EAFF E-1 サッカー選手権の韓国代表戦から中2日で先発出場した町野 修斗は、代表での勢いそのままにゴールが期待されたが、不発に終わった。しかし週明けのトレーニングでは、すでに気持ちを切り替えて札幌戦へ照準を合わせている。今節までは1週間空くため、万全のコンディションに備えることができる。町野は「内容もそうですけど、やはり結果を示していきたい」とギラつく。「ボールを保持しながら、どうゴールに迫っていくかを求められた」と話す日本代表では、「リスタートもそうですし、切り替えも速く、サッカーがかなり違いました」と苦労したそうだが、目標としていた3得点を決めるなど結果は残した。

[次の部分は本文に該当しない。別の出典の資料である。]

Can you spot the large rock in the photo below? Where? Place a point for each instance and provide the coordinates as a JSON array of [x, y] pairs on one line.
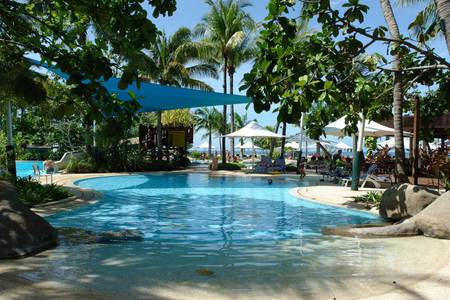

しかし、言うまでもなくこれで満足しているわけではない。町野は次の日本代表活動に招集されるために、「代表での強度を基準に自分を追い込んでいきたい」、「8月は結果を残し続けるしかない」と自分に厳しく矢印を向けている。その言葉どおり、湘南を勝利に導いてくれるだろうか。
湘南がホームに迎えるのは勝点25で並んでいる札幌。前節はホームで名古屋と対戦し、31分に深井 一希のゴールで先制したが、67分に追いつかれ、81分には逆転を許してしまう。しかし、90+2分に青木 亮太がゴールを決めて、辛うじて勝点1を積み上げた。
「選手たちは落ち着いて、『何がなんでも勝点を取るんだ』という強い気持ちを見せて戦ってくれた。最後まであきらめない気持ちが同点ゴールにつながった」とペトロヴィッチ監督は選手を称えた。ただ、これで5試合勝ちなし。勝利まで手が届きそうで届かない、もどかしい日々を過ごしているが、前節のあきらめない姿勢を継続して、湘南戦で勝利をつかみ取れるか。
ボトムハーフは依然として混戦状態。この“シックスポイントマッチ”で勝てば上位浮上のきっかけになり得るが、負けてしまえば停滞し、降格圏へ沈んでいってしまう可能性が大いにある。
3試合勝ちなしの湘南と5試合勝ちなしの札幌が相まみえる今節で、どのような結果が待ち受けているだろうか。今後の行く末を占う意味でも、重要な一戦になる。